There are two categories of experiment: the first concerns the efficacy of treatments. Here, the mice are injected with a tumor and a standard treatment is compared with an experimental approach. We can see how the tumor reacts to the treatment, whether it responds to it. The second category is just as important: it’s about understanding the mechanism. We inject a tumor that may or may not grow. Then we interrupt the experiment at a specific point and analyze the entire system; that is, the tumor and the related organs. Why is the immune system able to reject a tumor at this point, or why not?

Can the results of experiments on mice transfer to humans?
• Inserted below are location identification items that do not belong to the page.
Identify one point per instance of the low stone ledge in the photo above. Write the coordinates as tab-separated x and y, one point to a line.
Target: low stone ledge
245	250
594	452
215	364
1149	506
That’s a perfectly valid question. In evolutionary terms, mice and humans parted ways 75 million years ago and one must be aware of the significant differences. On the other hand, there are also considerable similarities. It’s important that we pose the mechanistic questions in mice and then critically examine whether this is the same in humans or not. If we want to do translational science, we need both. Our vision is that the research findings will carry over to humans, even if in practice that doesn’t always happen as quickly as we would like. However, we are working specifically on experimental systems in the laboratory in order to use human cells to answer questions that we could previously only answer with animal experiments. Unfortunately, science is not yet developed to the point that animal experiments can be abandoned.

In animal experiments, the aim is to minimize the animals’ suffering as far as possible. Do you think about that aspect as well?

Of course we impose strict conditions on ourselves. Since I’m generally no longer the one that conducts the experiments, we’ve had a lab technician working in my group for years who is solely responsible for animal experiments. This guarantees that the mice are looked after according to specific guidelines and everything is well documented. She also gives the researchers a rap on the knuckles if necessary.

We have strict criteria on how we approach animal experiments. For example, we concentrate on the most important questions, avoid unnecessary experiments and think carefully about how many mice are necessary in order to obtain statistical significance. We have to account for all this very precisely in our animal experiment application.

You are not only a researcher, but also the deputy head of oncology at the University Hospital of Basel. Does your contact with cancer patients influence how you weigh the benefits to humans against the suffering of animals?

I think it makes a strong impression, of course. I was once asked whether I thought animals were worth less than people. It’s an important ethical question. But at the end of the day I have to admit that the cancer patient who sits in front of me with their fate hanging in the balance means more to me at that moment. Practically all the modern cancer drugs that we have available today were developed using animal experiments. There is currently still no other way to do it.

On 13 February, Switzerland will vote on the federal popular initiative "Yes to the ban on animal and human experiments - Yes to research that brings safety and progress". It aims to ban all experiments on animals and humans, as well as the trade, import and export of products, such as medicines, for which animal testing or clinical trials have been carried out.

Swissuniversities, the umbrella organization of Swiss higher education institutions, warns of a medicine and research ban. Accepting the initiative would prevent above all biomedical research and the development of new medical treatment methods. The issues at stake include the high quality of healthcare and responsible research in Switzerland in the service of the population and the environment.